“What’s happening?”
“The systems are going down. All the systems.” He was either frightened, or in awe. It was hard to tell. “Every system in western Europe is under attack. I’m trying to warn the authorities, but they’re all swamped. They’re making it impossible for me to even call in fake bomb threats to force evacuations. They’re hitting police, military, phone networks, utilities, banking, the works, but I think that’s just a smokescreen to hide what they’re really doing. All the transit hub systems are down, no GPS tracking, nothing. I can’t tell where anything is or where it’s going. Nobody can.”
“Who is doing what now?”
“It’s a coordinated cyber-attack,” Bob explained. “Nobody in charge has a clue what’s real and what’s not. It’s the ultimate diversion.”
“No shit! That’s what I just said!” Reaper was freaking out. “Remember when I said Kat had hired some people like me? More like a hundred of me. They must have been working on this for months. Each one targeting different systems. They probably never even knew they were part of a team effort, just hey, here’s a million dollars if you break this when I tell you to. I think she just turned them all loose at once. Nobody has ever done this wide of an attack before. It’s kind of amazing, actually.”
“Can you fix it?”
Reaper laughed at me.
“I’m not fucking around, Reaper.”
“Sorry, chief. It’s like she just drove a truck loaded with dynamite into a dam and you asked me to plug the hole with my finger.”
I punched the steering wheel. There wasn’t a damned thing I could do about cyber-attacks, and we were still several minutes away from being able to shoot anyone. “Okay, so the Illuminati meeting is one target, but what about the other three?”

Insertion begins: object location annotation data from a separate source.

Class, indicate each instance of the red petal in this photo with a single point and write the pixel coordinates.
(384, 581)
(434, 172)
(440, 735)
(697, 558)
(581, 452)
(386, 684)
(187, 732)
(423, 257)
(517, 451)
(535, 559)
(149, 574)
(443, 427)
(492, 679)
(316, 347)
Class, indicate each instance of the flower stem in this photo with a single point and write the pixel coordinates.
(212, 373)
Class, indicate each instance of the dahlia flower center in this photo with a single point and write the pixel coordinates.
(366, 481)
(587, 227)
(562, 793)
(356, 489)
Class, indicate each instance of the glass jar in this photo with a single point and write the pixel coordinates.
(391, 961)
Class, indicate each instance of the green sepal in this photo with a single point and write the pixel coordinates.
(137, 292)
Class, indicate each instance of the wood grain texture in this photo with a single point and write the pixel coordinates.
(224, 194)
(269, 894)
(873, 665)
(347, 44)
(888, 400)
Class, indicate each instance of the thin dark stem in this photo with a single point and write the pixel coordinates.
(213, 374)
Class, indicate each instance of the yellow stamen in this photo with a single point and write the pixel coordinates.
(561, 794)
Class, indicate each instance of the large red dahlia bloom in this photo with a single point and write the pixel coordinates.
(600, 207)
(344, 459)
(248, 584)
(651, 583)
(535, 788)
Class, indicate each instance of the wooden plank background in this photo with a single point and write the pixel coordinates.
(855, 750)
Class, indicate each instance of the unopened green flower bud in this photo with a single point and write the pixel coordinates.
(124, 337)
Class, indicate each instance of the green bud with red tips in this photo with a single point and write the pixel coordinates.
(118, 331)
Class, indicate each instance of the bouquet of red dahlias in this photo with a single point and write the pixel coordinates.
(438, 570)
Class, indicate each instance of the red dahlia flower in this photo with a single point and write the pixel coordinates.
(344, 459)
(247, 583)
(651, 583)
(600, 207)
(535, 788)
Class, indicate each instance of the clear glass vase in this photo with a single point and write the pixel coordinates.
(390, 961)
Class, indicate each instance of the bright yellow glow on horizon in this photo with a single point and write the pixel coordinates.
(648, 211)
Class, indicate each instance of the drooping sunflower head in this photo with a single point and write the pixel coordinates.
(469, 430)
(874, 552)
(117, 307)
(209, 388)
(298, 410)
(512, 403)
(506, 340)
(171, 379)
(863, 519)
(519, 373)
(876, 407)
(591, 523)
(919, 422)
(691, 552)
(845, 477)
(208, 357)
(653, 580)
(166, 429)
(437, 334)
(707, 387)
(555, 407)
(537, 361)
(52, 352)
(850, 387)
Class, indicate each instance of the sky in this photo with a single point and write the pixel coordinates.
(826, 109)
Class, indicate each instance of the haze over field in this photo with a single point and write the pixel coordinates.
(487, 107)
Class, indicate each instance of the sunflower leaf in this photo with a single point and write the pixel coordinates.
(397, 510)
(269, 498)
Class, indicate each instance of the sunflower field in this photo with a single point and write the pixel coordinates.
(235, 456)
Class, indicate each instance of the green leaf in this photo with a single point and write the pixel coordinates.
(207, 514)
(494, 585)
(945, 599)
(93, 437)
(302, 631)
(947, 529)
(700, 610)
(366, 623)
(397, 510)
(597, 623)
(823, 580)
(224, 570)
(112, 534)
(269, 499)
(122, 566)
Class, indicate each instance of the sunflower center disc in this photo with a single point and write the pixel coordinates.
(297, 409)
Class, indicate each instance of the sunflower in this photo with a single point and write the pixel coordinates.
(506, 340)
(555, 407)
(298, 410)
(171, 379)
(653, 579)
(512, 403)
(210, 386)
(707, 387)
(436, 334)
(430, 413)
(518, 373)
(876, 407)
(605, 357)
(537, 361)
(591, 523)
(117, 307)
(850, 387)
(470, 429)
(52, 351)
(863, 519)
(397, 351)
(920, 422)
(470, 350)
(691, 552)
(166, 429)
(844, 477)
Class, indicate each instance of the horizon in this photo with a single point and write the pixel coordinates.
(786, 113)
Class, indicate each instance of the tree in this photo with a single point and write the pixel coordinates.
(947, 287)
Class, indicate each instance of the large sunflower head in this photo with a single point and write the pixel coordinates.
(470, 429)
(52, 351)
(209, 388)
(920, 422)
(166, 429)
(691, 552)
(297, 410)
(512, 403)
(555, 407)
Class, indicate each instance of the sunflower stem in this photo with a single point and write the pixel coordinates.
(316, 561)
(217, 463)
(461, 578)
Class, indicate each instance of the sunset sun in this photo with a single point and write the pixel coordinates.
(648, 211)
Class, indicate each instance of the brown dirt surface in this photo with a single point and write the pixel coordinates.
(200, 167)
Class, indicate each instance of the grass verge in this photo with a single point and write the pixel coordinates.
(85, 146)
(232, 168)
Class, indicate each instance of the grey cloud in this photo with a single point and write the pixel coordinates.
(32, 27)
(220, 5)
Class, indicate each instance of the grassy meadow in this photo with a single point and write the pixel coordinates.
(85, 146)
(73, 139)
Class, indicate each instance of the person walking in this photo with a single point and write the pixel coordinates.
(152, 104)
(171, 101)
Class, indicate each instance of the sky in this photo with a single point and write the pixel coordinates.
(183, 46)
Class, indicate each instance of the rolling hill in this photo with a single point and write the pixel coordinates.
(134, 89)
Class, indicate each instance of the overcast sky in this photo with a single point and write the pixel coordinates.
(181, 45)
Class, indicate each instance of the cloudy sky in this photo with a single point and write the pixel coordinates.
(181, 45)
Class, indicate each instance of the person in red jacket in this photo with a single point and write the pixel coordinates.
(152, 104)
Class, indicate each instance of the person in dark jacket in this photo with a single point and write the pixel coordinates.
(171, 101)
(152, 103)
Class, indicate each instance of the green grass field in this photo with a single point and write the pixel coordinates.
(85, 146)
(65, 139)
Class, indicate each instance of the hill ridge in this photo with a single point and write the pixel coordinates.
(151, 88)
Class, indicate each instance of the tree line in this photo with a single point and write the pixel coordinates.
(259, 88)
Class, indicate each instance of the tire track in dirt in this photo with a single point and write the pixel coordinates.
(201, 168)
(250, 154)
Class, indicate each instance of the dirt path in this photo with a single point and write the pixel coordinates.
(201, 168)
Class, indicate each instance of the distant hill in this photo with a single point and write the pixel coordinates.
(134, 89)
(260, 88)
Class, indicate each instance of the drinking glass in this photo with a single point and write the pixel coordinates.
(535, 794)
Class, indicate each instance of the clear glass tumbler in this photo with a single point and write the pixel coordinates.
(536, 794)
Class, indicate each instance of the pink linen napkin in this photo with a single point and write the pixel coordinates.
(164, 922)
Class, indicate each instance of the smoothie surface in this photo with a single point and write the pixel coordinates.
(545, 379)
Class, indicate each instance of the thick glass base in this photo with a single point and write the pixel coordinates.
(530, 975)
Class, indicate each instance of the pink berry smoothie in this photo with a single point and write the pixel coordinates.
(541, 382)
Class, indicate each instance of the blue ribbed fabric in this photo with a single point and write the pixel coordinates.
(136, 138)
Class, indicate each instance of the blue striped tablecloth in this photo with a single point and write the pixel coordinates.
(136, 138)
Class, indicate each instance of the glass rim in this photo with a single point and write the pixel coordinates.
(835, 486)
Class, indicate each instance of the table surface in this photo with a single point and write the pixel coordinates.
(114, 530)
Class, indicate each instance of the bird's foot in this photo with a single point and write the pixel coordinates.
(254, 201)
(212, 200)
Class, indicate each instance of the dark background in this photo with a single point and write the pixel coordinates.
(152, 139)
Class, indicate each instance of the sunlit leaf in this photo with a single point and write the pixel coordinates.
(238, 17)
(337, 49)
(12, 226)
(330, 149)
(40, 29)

“Some of the second-tier Illuminati leadership will be held back from the main meeting. These people have been in the treachery business for a thousand years. The bombs will be wherever her biggest potential rivals are congregated. This way Katarina pops a bunch of other surviving potential competitors too, and it looks more like acts of terrorism to the rest of the world rather than just a directed assassination against one group.”
“There’s a summit in London this week, lots of world leaders there.” Skunky said.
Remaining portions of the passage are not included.